Mark Pestronk
Mark Pestronk

Q: Our agency is getting into the high-end tour business. We act as the credit card merchant for the program. Retail advisors book our tours by calling in their clients' credit card numbers. I am wondering about how we can protect ourselves from chargebacks by dissatisfied clients. Specifically, is it common or fair for a tour operator to require the advisor to reimburse the operator for a chargeback in case the client successfully disputes the charge?

A: Very few tour operators, resorts or wholesalers require retailers to be liable for chargebacks. However, adding such a requirement to your agreement with each agency may be fair under limited circumstances.

I recommend that you add five required steps to your agency agreements to protect or defend against chargebacks. Only if the agency fails to take them should the agency be liable for the chargeback, and only as a last resort.

First, require the advisor to obtain the client's written authorization for the exact amount of the charge. An email exchange will suffice, but a signed reservation form would be better.

Second, require the advisor to disclose your company's identity so that the cardholder recognizes your name on their credit card statement and doesn't immediately initiate a chargeback request.

Third, require the advisor to get the client's consent to your tour participant agreement, which should contain appropriate disclaimers of liability, refund rules and cancellation penalties. The credit card company will definitely require evidence of this agreement if you are going to try combating any chargeback.

Fourth, require the advisor to cooperate with you once there is a chargeback request so that you can supply appropriate documentation to the credit card company.

Fifth, require the advisor to consent to your contacting the client directly so you can try to settle the matter with the clients if possible. In many cases, you may be better off settling for a lesser amount that the client will agree to pay.

You can detail these steps in your agreement with the retailer, stating at the end that the retailer will be liable only if it fails to take these steps and if you were not successful in trying to recharge the client's card.

I realize that, as a practical matter, it may be difficult or impossible to collect the amount of the chargeback from the agency.
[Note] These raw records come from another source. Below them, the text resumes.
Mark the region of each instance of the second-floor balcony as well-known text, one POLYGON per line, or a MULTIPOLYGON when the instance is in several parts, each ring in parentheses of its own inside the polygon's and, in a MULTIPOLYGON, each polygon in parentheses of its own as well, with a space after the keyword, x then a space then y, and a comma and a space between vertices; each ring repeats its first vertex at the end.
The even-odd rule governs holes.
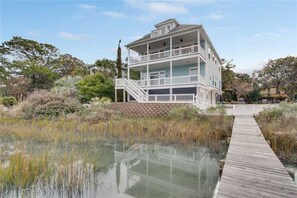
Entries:
POLYGON ((154 86, 171 86, 171 85, 182 85, 182 84, 207 84, 204 76, 199 75, 188 75, 188 76, 175 76, 166 78, 156 79, 144 79, 135 80, 140 87, 154 87, 154 86))
POLYGON ((129 57, 129 64, 139 64, 139 63, 145 63, 150 61, 157 61, 162 60, 166 58, 172 58, 172 57, 178 57, 178 56, 186 56, 186 55, 193 55, 200 53, 203 58, 206 58, 206 52, 205 50, 198 45, 191 45, 187 47, 182 47, 178 49, 173 50, 166 50, 156 53, 151 53, 148 55, 139 55, 139 56, 130 56, 129 57), (198 51, 199 49, 199 51, 198 51))

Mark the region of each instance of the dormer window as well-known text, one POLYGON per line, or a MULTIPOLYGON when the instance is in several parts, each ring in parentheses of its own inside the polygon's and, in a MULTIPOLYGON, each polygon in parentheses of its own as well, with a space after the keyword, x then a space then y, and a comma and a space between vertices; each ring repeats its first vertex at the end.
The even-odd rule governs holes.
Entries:
POLYGON ((179 23, 175 19, 168 19, 155 25, 156 29, 151 32, 151 37, 162 36, 167 34, 174 27, 178 26, 179 23))

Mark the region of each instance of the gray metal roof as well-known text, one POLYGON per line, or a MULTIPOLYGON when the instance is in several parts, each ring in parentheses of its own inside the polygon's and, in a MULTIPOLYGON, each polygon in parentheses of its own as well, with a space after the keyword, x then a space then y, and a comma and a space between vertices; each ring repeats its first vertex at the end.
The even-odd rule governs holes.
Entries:
POLYGON ((163 37, 167 37, 168 35, 174 34, 176 32, 182 32, 182 31, 185 31, 185 30, 192 30, 192 29, 200 29, 200 30, 203 31, 203 33, 207 37, 207 40, 210 43, 211 48, 214 50, 214 53, 217 55, 217 57, 219 59, 218 61, 222 64, 222 61, 221 61, 221 58, 220 58, 219 54, 217 53, 214 45, 212 44, 210 38, 208 37, 208 35, 207 35, 207 33, 206 33, 206 31, 205 31, 205 29, 203 28, 202 25, 179 24, 176 19, 168 19, 168 20, 165 20, 163 22, 160 22, 160 23, 156 24, 155 26, 161 25, 161 24, 164 24, 164 23, 167 23, 167 22, 170 22, 171 20, 175 20, 175 22, 177 23, 177 26, 175 28, 173 28, 172 30, 170 30, 167 34, 164 34, 162 36, 151 38, 151 34, 149 33, 149 34, 146 34, 145 36, 143 36, 142 38, 140 38, 140 39, 138 39, 136 41, 133 41, 133 42, 131 42, 131 43, 125 45, 125 46, 126 47, 131 47, 133 45, 145 43, 145 42, 148 42, 148 41, 154 41, 154 40, 157 40, 157 39, 160 39, 160 38, 163 38, 163 37))
MULTIPOLYGON (((163 22, 162 22, 163 23, 163 22)), ((135 44, 139 44, 139 43, 142 43, 142 42, 146 42, 148 40, 154 40, 154 39, 159 39, 159 38, 162 38, 162 37, 166 37, 168 36, 169 34, 172 34, 172 33, 175 33, 175 32, 179 32, 179 31, 183 31, 183 30, 186 30, 186 29, 190 29, 190 28, 198 28, 200 27, 200 25, 177 25, 175 28, 173 28, 172 30, 170 30, 167 34, 165 35, 162 35, 162 36, 158 36, 158 37, 154 37, 154 38, 151 38, 151 34, 146 34, 145 36, 143 36, 142 38, 136 40, 136 41, 133 41, 129 44, 126 45, 126 47, 129 47, 129 46, 132 46, 132 45, 135 45, 135 44)))
POLYGON ((157 27, 159 27, 159 26, 161 26, 161 25, 164 25, 164 24, 166 24, 166 23, 170 23, 170 22, 175 22, 177 25, 179 25, 179 23, 178 23, 178 21, 176 20, 176 19, 167 19, 167 20, 165 20, 165 21, 162 21, 162 22, 160 22, 160 23, 157 23, 156 25, 155 25, 155 27, 157 28, 157 27))

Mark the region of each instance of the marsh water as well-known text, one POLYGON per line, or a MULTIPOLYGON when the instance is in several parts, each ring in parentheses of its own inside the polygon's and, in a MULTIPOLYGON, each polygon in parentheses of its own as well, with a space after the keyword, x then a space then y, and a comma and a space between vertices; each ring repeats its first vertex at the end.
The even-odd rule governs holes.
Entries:
MULTIPOLYGON (((2 154, 12 154, 20 144, 2 141, 2 154)), ((54 146, 26 142, 25 145, 26 152, 31 155, 42 152, 55 153, 55 156, 74 154, 76 160, 67 170, 77 170, 74 174, 65 174, 60 183, 53 174, 50 180, 36 182, 27 189, 12 187, 2 192, 2 197, 213 197, 219 180, 219 160, 224 158, 227 150, 226 146, 220 149, 187 148, 114 141, 57 143, 54 146), (94 169, 91 162, 80 160, 80 156, 85 155, 100 164, 100 168, 94 169), (69 181, 65 177, 74 179, 69 181)), ((9 166, 3 156, 2 166, 9 166)))

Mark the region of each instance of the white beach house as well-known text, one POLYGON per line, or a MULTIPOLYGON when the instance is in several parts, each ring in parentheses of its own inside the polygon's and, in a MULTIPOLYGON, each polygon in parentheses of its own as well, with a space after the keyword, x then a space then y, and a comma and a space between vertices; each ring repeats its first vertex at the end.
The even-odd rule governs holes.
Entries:
POLYGON ((221 59, 202 25, 168 19, 151 33, 126 45, 127 78, 115 80, 128 101, 214 105, 222 93, 221 59), (130 79, 130 71, 140 79, 130 79))

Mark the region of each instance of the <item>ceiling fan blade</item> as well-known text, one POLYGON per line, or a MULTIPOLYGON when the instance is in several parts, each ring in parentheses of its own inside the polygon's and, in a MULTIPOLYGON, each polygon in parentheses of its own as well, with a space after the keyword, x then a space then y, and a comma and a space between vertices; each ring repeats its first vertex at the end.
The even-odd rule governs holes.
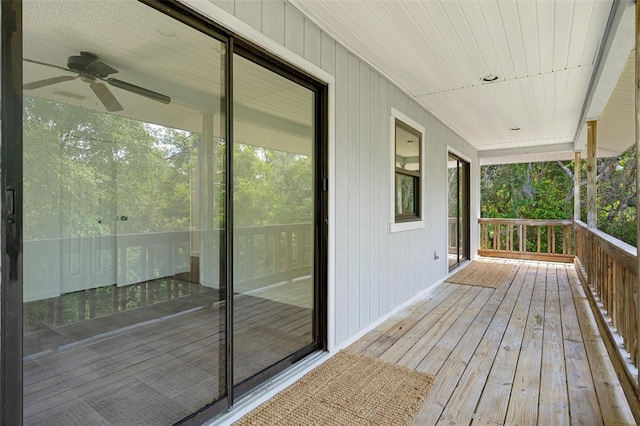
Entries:
POLYGON ((154 101, 158 101, 166 105, 171 103, 171 98, 167 95, 163 95, 162 93, 154 92, 152 90, 145 89, 144 87, 136 86, 135 84, 127 83, 126 81, 117 80, 115 78, 107 78, 105 81, 114 87, 145 96, 149 99, 153 99, 154 101))
POLYGON ((94 81, 93 83, 89 84, 89 87, 91 87, 93 93, 95 93, 98 99, 100 99, 100 102, 102 102, 102 105, 104 105, 107 111, 116 112, 122 111, 124 109, 122 108, 122 105, 120 105, 120 102, 118 102, 116 97, 113 96, 111 90, 109 90, 109 88, 104 84, 94 81))
POLYGON ((59 65, 54 65, 54 64, 48 64, 46 62, 36 61, 35 59, 22 58, 22 60, 25 62, 31 62, 32 64, 44 65, 45 67, 58 68, 59 70, 63 70, 63 71, 75 72, 75 71, 71 71, 69 68, 61 67, 59 65))
POLYGON ((59 77, 45 78, 44 80, 38 80, 31 83, 27 83, 22 88, 24 90, 39 89, 40 87, 50 86, 56 83, 62 83, 63 81, 75 80, 77 75, 61 75, 59 77))

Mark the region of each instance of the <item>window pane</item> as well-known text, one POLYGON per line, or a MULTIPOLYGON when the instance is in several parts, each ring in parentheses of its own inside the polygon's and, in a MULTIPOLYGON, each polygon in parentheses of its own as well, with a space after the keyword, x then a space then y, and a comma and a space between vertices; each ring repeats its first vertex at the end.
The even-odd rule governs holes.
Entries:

You could require the retailer to keep its own credit card on file as a backup, or you could try to deduct the amount of the chargeback from any future commission payments that the retailer would otherwise earn.

Adding such clauses to your contract could deter some sales, but you may be better off losing an occasional sale rather than risking a chargeback of an expensive tour price.

As an attorney who primarily represents retail advisors, I believe that such an agreement would be reasonable, but I welcome any rebuttal via email or comments left at the bottom of the online version of this column.